FTX customers sending money to North Dimension likely wired it through Silvergate Bank, the San Diego institution that is one of the largest providing financial services to the crypto industry. North Dimension Inc. held two bank accounts at Silvergate, FTX bankruptcy documents show.

Silvergate is under scrutiny by Congress for its role as FTX's main banking partner. Last week, responding to a request for information from four senators, Silvergate said it was reviewing transactions in accounts held at the bank that were associated with FTX entities.

The bank conducted "significant due diligence on FTX and its related entities," it told the senators, "both during the onboarding process and through ongoing monitoring. We have a track record of closing accounts that are used for purposes outside of their expected use."

Silvergate Bank did not immediately respond to a request for comment about the due diligence it conducted on North Dimension or whether it visited its website to verify its operations. In the past, citing client confidentiality, a representative for Silvergate Bank has declined to comment on specific cases. Silvergate is overseen by the Federal Reserve Board and its deposits are guaranteed by the Federal Deposit Insurance Corp.

The bank details on its website the types of due diligence it regularly performs on the entities it assists with banking services. These include a "site visit" and "review of organization's culture of compliance."

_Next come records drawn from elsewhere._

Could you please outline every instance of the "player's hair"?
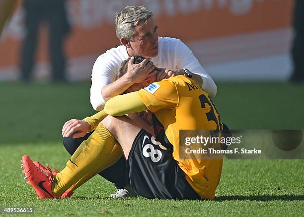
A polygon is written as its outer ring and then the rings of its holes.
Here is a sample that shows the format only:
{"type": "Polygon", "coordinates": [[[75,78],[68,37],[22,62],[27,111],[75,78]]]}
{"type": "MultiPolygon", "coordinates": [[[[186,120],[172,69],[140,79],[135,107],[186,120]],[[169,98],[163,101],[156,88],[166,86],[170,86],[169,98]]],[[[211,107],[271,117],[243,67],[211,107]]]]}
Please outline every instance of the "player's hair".
{"type": "Polygon", "coordinates": [[[153,13],[142,6],[127,6],[115,14],[115,30],[119,40],[125,37],[132,41],[135,27],[140,22],[147,22],[153,13]]]}
{"type": "MultiPolygon", "coordinates": [[[[140,64],[144,60],[146,59],[142,56],[133,56],[133,57],[134,57],[134,61],[133,62],[134,64],[140,64]]],[[[118,72],[117,72],[117,74],[116,74],[115,80],[117,80],[118,78],[122,77],[124,74],[127,73],[127,71],[128,71],[128,63],[129,63],[129,61],[130,61],[131,57],[130,57],[127,60],[122,62],[120,65],[120,66],[119,67],[119,69],[118,69],[118,72]]]]}

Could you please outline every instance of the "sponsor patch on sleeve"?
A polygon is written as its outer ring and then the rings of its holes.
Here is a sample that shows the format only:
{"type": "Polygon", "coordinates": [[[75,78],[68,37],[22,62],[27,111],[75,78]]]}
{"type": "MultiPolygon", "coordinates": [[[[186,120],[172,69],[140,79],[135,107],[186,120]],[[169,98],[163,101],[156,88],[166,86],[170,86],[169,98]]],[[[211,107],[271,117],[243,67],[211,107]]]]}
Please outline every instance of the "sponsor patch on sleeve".
{"type": "Polygon", "coordinates": [[[159,87],[160,87],[160,85],[158,83],[152,83],[147,87],[145,87],[144,89],[152,94],[154,94],[154,93],[155,93],[159,87]]]}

North Dimension was incorporated in August 2020 in Delaware, records show, about a year and a half after FTX commenced operations. Its incorporation papers, and those of a sister company called North Wireless Dimension, were drawn up by Fenwick & West, the Seattle-based law firm that employed Daniel Friedberg, FTX's chief regulatory officer, before he joined the crypto empire. As NBC News has reported, Friedberg was an executive at an online gaming software company that was rocked by scandal in the early 2000s in which insiders at a poker website called Ultimate Bet could view other players' hands and place winning bets accordingly. 

The electronics retailing website for North Dimension was created in November 2021 by an unidentified registrant in Hong Kong, according to an analysis by DomainTools, a prominent website research service. In addition to advertising an "iPad 11 "ich" which the site identified as a cell phone (on sale for $899, previously $410), the website also advertised a newsletter customers could receive if they submitted their email addresses. "We build trust by eliminating counterfeits and assisting our users in making informed purchasing decisions," the site says.

This fall, a month before FTX cratered, a second mysterious North Dimension site appeared on the web. This one carried a dot-org address, indicating it was a nonprofit, although it identified itself as an established financial services firm.

The second North Dimension website is sparse, with just two pages superimposed on a photo of a mountain range. The company provides "mature and stable fund management, liquidity, and payment processing services" it says. No address or contact information is provided.

An analysis by DomainTools shows this North Dimension site was created on Oct. 3, 2022, and registered in Ontario, Canada. "We bring the sophistication we have all come to expect from mainstream financial institutions in the realm of cryptocurrencies," the website says.